1. ## Triple Integral Limits

I don't understand how the limits of integration have been obtained in the following worked example:

So, how did they get the limits $\displaystyle \int^{2 \pi}_0 \int^1_0 \int^1_r$?

I know that for the double integral they've used polar coordinates. The $\displaystyle \int^{2 \pi}_0 \int^1_0$ represents the unit circle. I tried to sketch the region but I'm not sure how the solid is supposed to look like...

Especially I don't know how they got limits "$\displaystyle \int^1_r$"! Does $\displaystyle \sqrt{x^2 + y^2}$ represent a hemisphere?

I really appreciate it if anyone could explain these to me.
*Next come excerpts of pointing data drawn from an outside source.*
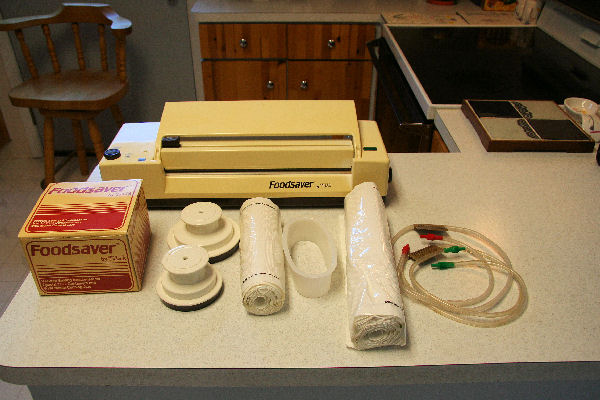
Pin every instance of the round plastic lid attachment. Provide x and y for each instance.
(204, 224)
(188, 282)
(308, 283)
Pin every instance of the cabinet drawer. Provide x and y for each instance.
(244, 80)
(331, 80)
(329, 41)
(219, 41)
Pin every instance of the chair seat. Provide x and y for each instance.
(70, 90)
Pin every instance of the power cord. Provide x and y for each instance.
(475, 311)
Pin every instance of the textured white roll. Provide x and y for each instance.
(261, 252)
(375, 308)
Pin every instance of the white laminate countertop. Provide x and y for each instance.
(541, 208)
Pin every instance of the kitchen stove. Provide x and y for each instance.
(558, 58)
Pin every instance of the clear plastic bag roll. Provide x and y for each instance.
(261, 252)
(375, 308)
2. Originally Posted by demode
[snip]

Especially I don't know how they got limits "$\displaystyle \int^1_r$"! Does $\displaystyle \sqrt{x^2 + y^2}$ represent a hemisphere?
Yes it does. The whole region is, in fact, a cylinder with a hemisphere removed, so that there are sharp edges along the unit circle in the xy plane and there is nothing on the z axis.

Actually, I just figured out a great way to think of this without pictures!

If your only concern is the z bounds, they're actually spelled out in that first condition. For all (x,y) z goes between 1 and sqrt(r^2) = r.

3. Originally Posted by Turiski
Yes it does. The whole region is, in fact, a cylinder with a hemisphere removed, so that there are sharp edges along the unit circle in the xy plane and there is nothing on the z axis.

Actually, I just figured out a great way to think of this without pictures!

If your only concern is the z bounds, they're actually spelled out in that first condition. For all (x,y) z goes between 1 and sqrt(r^2) = r.
$\displaystyle \sqrt{ x^2 + y^2 }$ does NOT represent a hemisphere. It represents a cone.

The reason for the bounds of

$\displaystyle \int_r^1 dz$

is because they are given by $\displaystyle \sqrt{ x^2 + y^2 } \le z \le 1$

In cylindrical co-ordinates $\displaystyle x^2 + y^2 = r^2$ so

$\displaystyle \sqrt{ x^2 + y^2 } \le z \le 1 \to r \le z \le 1$